You should follow Valgrind’s Quickstart Guide.

Linting with clang-tidy

Linters are tools that statically analyse code to find common bugs or unsafe practices. We’ll be playing with the linter from the Clang toolset, clang-tidy so follow this tutorial on setting up clang-tidy with VSCode:

Formatting with clang-format

If you’ve done much Python programming you probably already know the power of good formatters, tools that reformat your code to a specification. This can help standardise code style across codebases and avoid horrid debates about spaces vs tabs, where curly braces should go, or how many new lines should separate functions.

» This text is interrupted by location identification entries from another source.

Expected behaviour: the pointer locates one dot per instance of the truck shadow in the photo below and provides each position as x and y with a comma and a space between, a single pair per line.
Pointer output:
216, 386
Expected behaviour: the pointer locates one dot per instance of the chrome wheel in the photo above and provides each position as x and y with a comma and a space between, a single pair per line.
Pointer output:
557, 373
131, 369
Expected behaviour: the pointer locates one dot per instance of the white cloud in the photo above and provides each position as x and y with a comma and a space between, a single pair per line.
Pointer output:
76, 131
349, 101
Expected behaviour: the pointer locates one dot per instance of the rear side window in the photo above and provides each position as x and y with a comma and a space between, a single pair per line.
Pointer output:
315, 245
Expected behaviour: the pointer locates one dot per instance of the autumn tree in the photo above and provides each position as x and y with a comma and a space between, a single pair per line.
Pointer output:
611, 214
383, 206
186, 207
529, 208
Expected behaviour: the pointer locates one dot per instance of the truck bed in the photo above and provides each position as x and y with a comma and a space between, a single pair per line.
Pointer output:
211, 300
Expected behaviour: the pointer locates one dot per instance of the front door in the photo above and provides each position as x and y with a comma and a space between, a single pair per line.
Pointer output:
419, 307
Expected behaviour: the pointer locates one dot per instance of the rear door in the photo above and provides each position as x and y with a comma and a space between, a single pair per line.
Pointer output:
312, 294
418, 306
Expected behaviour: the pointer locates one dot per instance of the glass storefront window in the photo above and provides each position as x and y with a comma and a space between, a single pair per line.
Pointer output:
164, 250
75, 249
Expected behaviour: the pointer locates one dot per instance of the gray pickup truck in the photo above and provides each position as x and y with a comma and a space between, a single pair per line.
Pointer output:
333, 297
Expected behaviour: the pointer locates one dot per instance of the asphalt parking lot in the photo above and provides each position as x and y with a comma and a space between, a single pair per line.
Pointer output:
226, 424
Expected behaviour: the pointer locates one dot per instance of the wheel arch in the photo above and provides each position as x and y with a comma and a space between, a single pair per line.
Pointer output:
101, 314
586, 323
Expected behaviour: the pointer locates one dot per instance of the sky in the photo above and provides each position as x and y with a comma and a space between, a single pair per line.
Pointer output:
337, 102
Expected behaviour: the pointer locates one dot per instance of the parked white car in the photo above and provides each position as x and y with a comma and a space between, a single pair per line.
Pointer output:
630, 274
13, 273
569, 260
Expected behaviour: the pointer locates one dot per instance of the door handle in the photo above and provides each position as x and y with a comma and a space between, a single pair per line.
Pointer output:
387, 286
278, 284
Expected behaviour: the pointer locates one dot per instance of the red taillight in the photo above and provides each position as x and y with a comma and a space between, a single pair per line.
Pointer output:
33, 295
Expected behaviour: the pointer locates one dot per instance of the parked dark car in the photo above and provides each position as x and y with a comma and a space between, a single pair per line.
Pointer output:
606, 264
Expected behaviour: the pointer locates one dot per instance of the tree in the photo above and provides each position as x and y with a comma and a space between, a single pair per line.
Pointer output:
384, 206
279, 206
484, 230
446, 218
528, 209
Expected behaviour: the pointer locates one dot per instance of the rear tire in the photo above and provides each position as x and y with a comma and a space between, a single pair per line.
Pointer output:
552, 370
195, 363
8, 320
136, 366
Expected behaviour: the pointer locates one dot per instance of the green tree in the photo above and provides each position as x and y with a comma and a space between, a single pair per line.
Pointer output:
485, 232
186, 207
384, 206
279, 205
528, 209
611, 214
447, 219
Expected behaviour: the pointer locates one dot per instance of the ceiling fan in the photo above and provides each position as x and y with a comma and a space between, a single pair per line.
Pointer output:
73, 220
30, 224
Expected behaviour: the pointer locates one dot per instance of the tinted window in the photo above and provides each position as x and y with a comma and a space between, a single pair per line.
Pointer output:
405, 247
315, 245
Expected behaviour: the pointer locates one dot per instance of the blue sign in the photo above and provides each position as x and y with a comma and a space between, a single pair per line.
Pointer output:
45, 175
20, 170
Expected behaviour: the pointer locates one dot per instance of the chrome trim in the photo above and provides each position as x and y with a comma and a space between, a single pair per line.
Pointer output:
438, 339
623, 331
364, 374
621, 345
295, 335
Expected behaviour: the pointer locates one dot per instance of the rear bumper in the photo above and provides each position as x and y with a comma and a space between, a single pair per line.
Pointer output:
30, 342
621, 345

Again, we’ll be peeking into the Clang toolbox and using clang-format to automatically format our code. Follow this guide on setting up a basic .clang-format file and see clang-format’s list of common style guides for more information about what styles are available. Look at a few, choose one you like and use that style to format your assignment code.

You can also use the clang-format VSCode extension to automatically format your code on saving.

Compiler warnings

One of the easiest ways to improve your code is to turn on compiler warnings and fix each warning. Some companies even require that all compiler warnings are fixed before allowing code to be put into production. Check out this blog post on Managing Compiler Warnings with CMake for details on how to do this in our CMake projects. I recommend you use these warnings to fix potential bugs in your assignment.

Optional: Performance profiling with gprof

Although you won’t be required to use one on this course, as we move towards performant C++, one useful tool is a profiler. This is a tool that runs your code and measures the time taken in each function. This can be a powerful way to understand which parts of your code need optimising.

There are many advanced profilers out there but a good, simple profiler is gprof. This also has the advantage of coming with most Linux distributions, so is automatically available with Ubuntu on either a native Linux machine or WSL.

You can watch this introductory video on using gprof:

and try profiling one of your own codes. Since we’re using cmake, we can’t directly add the required -pg flags to the compiler so we’ll have to tell cmake to add those flags with:

cmake -DCMAKE_CXX_FLAGS=-pg -DCMAKE_EXE_LINKER_FLAGS=-pg -DCMAKE_SHARED_LINKER_FLAGS=-pg ...

On MacOS you can try using Google’s gperftools which is available through homebrew.

  • You should target the areas of your code where your application spends the most time for optimisation.
  • Profilers are excellent for identifying general behaviour and bottlenecks, but you may be able to get more accurate results for specific functions or code fragments by inserting timing code.